Jim Datin on the left, who runs our Life Sciences Group, is also experienced in diagnostics devices in specialty pharma with such big [co-owners] as Glaxo, Baxter and Dendrite, both operational, and corporate M&A jobs and he's also been an early stage CEO him self, build value and got the recognition of that value with the good exit events.
He knows the game. He understands the drill, he has the main expertise and members of his staff do as well. He had MDs and PHDs on a staff than understand the science, but they've run businesses. He has an MD on staff that's been a CEO and COO in life sciences companies, two of them.
Kevin Kemmerer running the Technology Group similarly experienced. Kevin has an operational background, as well as in investment banking and venture capital background, as do members of his team. So this is the team with the same on the deal front, both technology and life sciences and they get the game.
Our legal and financial support operations also are comprised of people that have both legal and financial experience and they have operation experience. Brian Sisko our General Counsel has been a COO in a high technology holding company. Steve Zarrilli, our CFO in addition to working in private equity, has been both the CEO and a CFO in public and private settings. These guys get the game, we're the team with the speed, and we’ve been getting out for about three years. We're not just a singular team of people.
I am of the mindset that I never want to be alone ranger, I like friends and family along the way to help me out. We've put together alliances and syndication partnerships of some of the better known names in venture capital and private equity that we do partner with from time-to-time. And we've also put together a killer advisory board, with domain expertise in both the technology and life sciences arenas. Anywhere from the general partner responsible for life sciences and McKenzie to former Oracle Executives or members of the Gartneir group.

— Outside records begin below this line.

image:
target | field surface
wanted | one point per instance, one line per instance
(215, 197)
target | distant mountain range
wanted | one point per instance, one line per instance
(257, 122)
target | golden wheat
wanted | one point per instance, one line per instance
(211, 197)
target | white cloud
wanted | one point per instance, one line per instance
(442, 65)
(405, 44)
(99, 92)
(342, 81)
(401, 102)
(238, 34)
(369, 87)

And our board of directors, similarly comprised of people that understand technology, life sciences, finance for the entrepreneurial gain. Our game plan is real simple, deploy capital in new hypertension situations, and build value in our holdings, realize the value with some selective well-timed exits and continue to provide our shareholders with more and more tools, so that the underlying value that we are building can actually be recognized.
I mentioned a dozen and a half companies, we have now in our holding half technology, half life sciences, you can see they are pretty well distributed in the segments that I have identified to you as areas of strategic interest to us and hence no one piece of risk is weighed at one particular area. We divide our partner companies into four different categories, starting from left to right, there is the developmental stage companies, the green is life sciences, the blue is technology.

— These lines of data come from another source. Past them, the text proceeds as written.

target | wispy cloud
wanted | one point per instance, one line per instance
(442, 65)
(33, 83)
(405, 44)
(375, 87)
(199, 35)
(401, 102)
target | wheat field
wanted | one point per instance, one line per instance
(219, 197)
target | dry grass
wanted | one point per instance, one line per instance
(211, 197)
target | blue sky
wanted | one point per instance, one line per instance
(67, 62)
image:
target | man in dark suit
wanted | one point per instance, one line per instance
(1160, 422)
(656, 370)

Developmental companies are either in the FDA approval process or going through a beta test or just driving through initial commercialization with their technology. The initial revenue stage companies perhaps in the $1 million to $5 million revenue stream. They are out now in the market place gaining penetration for the science and technology. They don't have their management team fully baked out; they don't have their infrastructure fully in place.
Moving on, in the $5 million to $20 million size range are expansion-stage companies. Technology fully built out, infrastructure fully built out, management team fully built out, going through a rapid degree of growth; and then our high traction companies, $20 million on – maybe to a $150 million. So, if they are not profitable already, they are driving towards profitability, at least on a EBITDA basis.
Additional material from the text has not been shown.